Fears of these side effects have led many clinical guidelines to call for bisphosphonate “holidays” to try to further minimize the risk of these rare complications on patients who have been on bisphosphonates for three to five years. But Dr. Kenneth Saag, a professor of medicine at the University of Alabama Birmingham and the current president of the National Osteoporosis Foundation, argues that these drug holidays may actually do more harm than good for many patients. Saag and other physicians who have been using these medications for years in high-risk patients understand that the benefits from bisphosphonates in preventing typical fractures outweigh the risks of any of these unusual complications.
If my grandparents had been given the opportunity to gamble on a one-in-1,000 chance of an unusual side effect versus a one-in-two chance of suffering an osteoporotic fracture, then I’m sure they would have opted for bisphosphonate treatment. They just never got the chance to place their bets before the odds stacked against them.
Do we stand a chance against this osteoporosis crisis?

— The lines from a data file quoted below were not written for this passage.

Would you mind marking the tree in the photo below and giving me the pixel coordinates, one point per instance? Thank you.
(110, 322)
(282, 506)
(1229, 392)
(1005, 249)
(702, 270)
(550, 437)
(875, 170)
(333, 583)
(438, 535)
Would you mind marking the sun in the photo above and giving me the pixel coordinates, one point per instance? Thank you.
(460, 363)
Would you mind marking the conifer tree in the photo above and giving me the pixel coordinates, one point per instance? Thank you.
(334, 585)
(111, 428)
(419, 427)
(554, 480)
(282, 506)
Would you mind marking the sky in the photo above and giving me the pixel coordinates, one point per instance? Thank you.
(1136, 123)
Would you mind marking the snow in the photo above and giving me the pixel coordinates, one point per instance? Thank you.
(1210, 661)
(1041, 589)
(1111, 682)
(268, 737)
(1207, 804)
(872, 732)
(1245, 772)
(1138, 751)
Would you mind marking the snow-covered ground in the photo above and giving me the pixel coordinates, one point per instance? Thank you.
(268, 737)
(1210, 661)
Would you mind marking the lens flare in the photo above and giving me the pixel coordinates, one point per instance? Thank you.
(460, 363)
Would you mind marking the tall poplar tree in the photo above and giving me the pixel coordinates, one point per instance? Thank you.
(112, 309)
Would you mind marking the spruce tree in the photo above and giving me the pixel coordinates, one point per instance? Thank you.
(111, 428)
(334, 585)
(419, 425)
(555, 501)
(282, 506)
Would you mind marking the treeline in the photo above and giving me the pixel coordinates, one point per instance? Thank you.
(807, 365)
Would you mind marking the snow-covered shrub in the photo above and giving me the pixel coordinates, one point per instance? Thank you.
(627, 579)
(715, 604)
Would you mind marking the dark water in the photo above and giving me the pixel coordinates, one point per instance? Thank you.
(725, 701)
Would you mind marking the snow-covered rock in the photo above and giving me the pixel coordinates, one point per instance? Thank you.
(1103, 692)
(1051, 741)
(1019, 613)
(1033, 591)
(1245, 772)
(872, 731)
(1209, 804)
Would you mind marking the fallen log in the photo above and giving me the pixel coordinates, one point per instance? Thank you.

It’s no small wonder that a drop in osteoporosis screening and a decrease in the utilization of osteoporosis medications has caused hip fracture rates to rise. The biggest issue is that without screening, there is virtually no way to diagnose osteoporosis until a fracture occurs.
Perhaps if reimbursements for DXA scans improved, then more practices would be able to afford the machines to provide this test for their patients. But with even more Medicare cuts looming, this may not be our best bet. Maybe the least we can do is “capture the fracture” and treat osteoporosis after the identifying injury.
Fracture liaison services (FLS) are designed to do just this. FLS teams try to reduce future fracture risk in patients who present to hospitals following fractures. Typically, the FLS team is led by a physician who is a bone health expert and team of other providers who help channel patients into appropriate osteoporosis care. The goal is for the FLS team to identify patients who need osteoporosis treatment as close as possible to the time they suffer their initial bone injury.
With 80 percent of fracture patients never even being offered osteoporosis screening or treatment, there is an undeniable need for the expansion of FLS programs to provide the best care for fracture patients. These services will be critical to preventing secondary fractures, and, according to Saag, osteoporosis treatment “can reduce the rates of recurring vertebral and hip fractures by up to 70 percent and 50 percent, respectively.”
My grandfather never had the luxury of an FLS team. But when my grandmother suffered a major osteoporotic fracture, I essentially functioned as her personal FLS. She left the emergency room with her arm in a sling with a follow-up appointment to see an orthopedic doctor, while her primary care doctor prescribed home physical therapy and nothing else. The only reason my grandmother saw an osteoporosis specialist for treatment after her fall was because I intervened and insisted that a referral be placed.
But the bigger problem is this: The American health care system is blasé about bone health, especially in the elderly, and that needs to change before this crisis spirals out of our control.